I was educated on Worm Farms this weekend. Caleb’s friend has been worm farming for a while and recently upgraded to a new system specifically designed for worm composting. We biked over to her house this beautiful fall day, rustling through streets blanketed by crackling yellow autumn leaves. The mild temps and cloudless sky made this the nicest fall weekend I can remember. Oh yeah the worms…
I had no idea what to expect, other than having heard the phrase “worm farms” somewhere on TV. I pictured a small fenced in mound of compost with rotting eggshells and banana peels, similar to what I’ve seen in some backyards. (Make that non HOA controlled backyards.) However that’s not the case. Worms are clean and efficient. A modern worm farm is a three or four level stack of trays. You can create them out of large tupperware bins and partition your waste so that the worms will farm within sections, but doing this requires you to dig around the sections being farmed in order to collect the soil, thus upsetting your worms. A better worm farm contains the plates of trays. You dispose of your waste in the (covered) top tray. The worms get busy munching, and soon the bottom layers collect with waste rich dirt. You collect the dirt and use it for gardening and planting, and grow your own nutrient rich fruits and vegetables without the need for fertilizers. Also since much of the organic waste has high water content the extra runoff is collected into a small can or jar. This is known as “worm tea” and can be used to water your plants with the same nutrients and minerals available in the dirt.
Because this “mini ecosystem” is constantly active there is no smell. And the part most impressive? Household items that you would normally waste: apple cores, coffee grounds, banana peels, green peppers, newspapers, paper towel rolls, and even egg cartons go straight into the worm farm, and eventually are processed into dirt. How cool is that?
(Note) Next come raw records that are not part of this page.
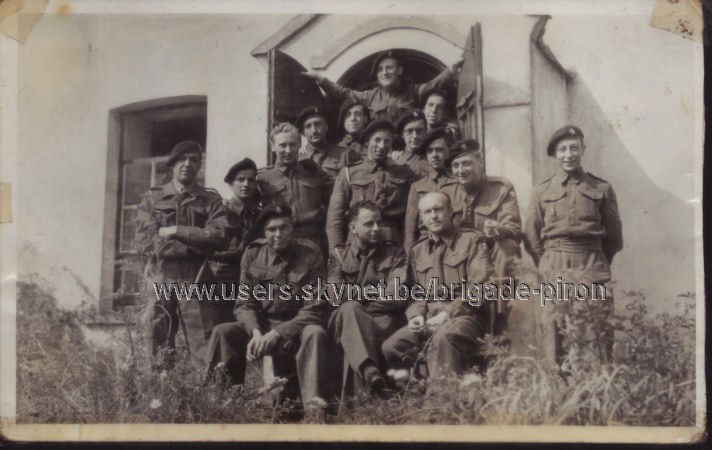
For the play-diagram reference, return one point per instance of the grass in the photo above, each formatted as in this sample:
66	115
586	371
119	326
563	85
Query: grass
64	378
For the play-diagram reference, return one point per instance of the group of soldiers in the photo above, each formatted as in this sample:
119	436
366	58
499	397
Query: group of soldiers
401	196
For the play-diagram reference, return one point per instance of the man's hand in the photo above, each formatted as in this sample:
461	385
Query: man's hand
168	232
416	324
319	78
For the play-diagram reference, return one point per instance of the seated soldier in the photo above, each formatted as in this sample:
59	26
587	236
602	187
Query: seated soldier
394	93
411	131
312	124
289	329
445	255
436	149
361	326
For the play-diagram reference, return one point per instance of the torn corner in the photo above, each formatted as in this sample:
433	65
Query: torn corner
683	17
17	17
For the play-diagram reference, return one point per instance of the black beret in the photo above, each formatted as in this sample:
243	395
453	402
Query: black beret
183	148
407	117
463	147
307	113
272	210
381	56
435	133
245	164
569	131
348	104
374	126
429	92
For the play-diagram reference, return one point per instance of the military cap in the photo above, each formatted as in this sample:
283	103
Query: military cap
183	148
435	133
407	117
348	104
374	126
569	131
463	147
307	113
429	92
245	164
381	56
271	211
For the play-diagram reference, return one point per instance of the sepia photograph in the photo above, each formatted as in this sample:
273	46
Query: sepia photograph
352	221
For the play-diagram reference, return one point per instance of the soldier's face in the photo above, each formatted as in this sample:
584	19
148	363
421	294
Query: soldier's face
569	153
434	110
355	119
435	213
388	72
437	153
315	129
286	147
186	168
244	186
367	226
468	170
413	134
278	232
379	144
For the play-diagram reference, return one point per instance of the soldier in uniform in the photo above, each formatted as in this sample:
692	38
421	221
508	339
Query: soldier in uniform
436	149
360	327
290	329
312	124
572	228
179	224
394	93
378	179
411	129
449	254
301	184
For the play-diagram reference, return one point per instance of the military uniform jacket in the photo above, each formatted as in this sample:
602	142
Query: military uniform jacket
385	183
300	264
496	200
385	261
304	187
198	214
579	208
460	253
432	182
384	104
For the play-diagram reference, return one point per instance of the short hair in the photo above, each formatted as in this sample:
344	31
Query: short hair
363	204
283	127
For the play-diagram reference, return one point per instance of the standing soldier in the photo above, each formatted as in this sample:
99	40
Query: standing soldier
179	224
572	228
378	179
360	327
436	149
301	184
312	124
394	93
411	129
277	267
445	255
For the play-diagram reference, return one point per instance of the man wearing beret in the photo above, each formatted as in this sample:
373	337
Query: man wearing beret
436	149
274	316
360	325
572	229
377	178
411	128
312	124
179	224
353	118
301	184
394	93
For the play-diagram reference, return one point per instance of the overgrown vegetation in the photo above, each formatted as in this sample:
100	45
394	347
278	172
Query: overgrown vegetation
62	377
Our friends keep their worm farm in the basement with a work light above it. Worms shy away from bright light but a red gel will keep them active as you watch. Or setup a webcam and create time lapse videos as our friends plans to do. You can purchase worms online or at a gardening store, and no need to worry about worms overwhelming your farm since their space will regulate their reproduction.
This is seriously the most impressive organic or green household activity I’ve seen. It’s easy, simple, and interesting. The way these worms, which live in something the size of a large shop-vac, can create natural dirt is just cool. Your organic waste now serves a purpose.
Left photo: adding waste for the worms. Right: Done! It’s soil now.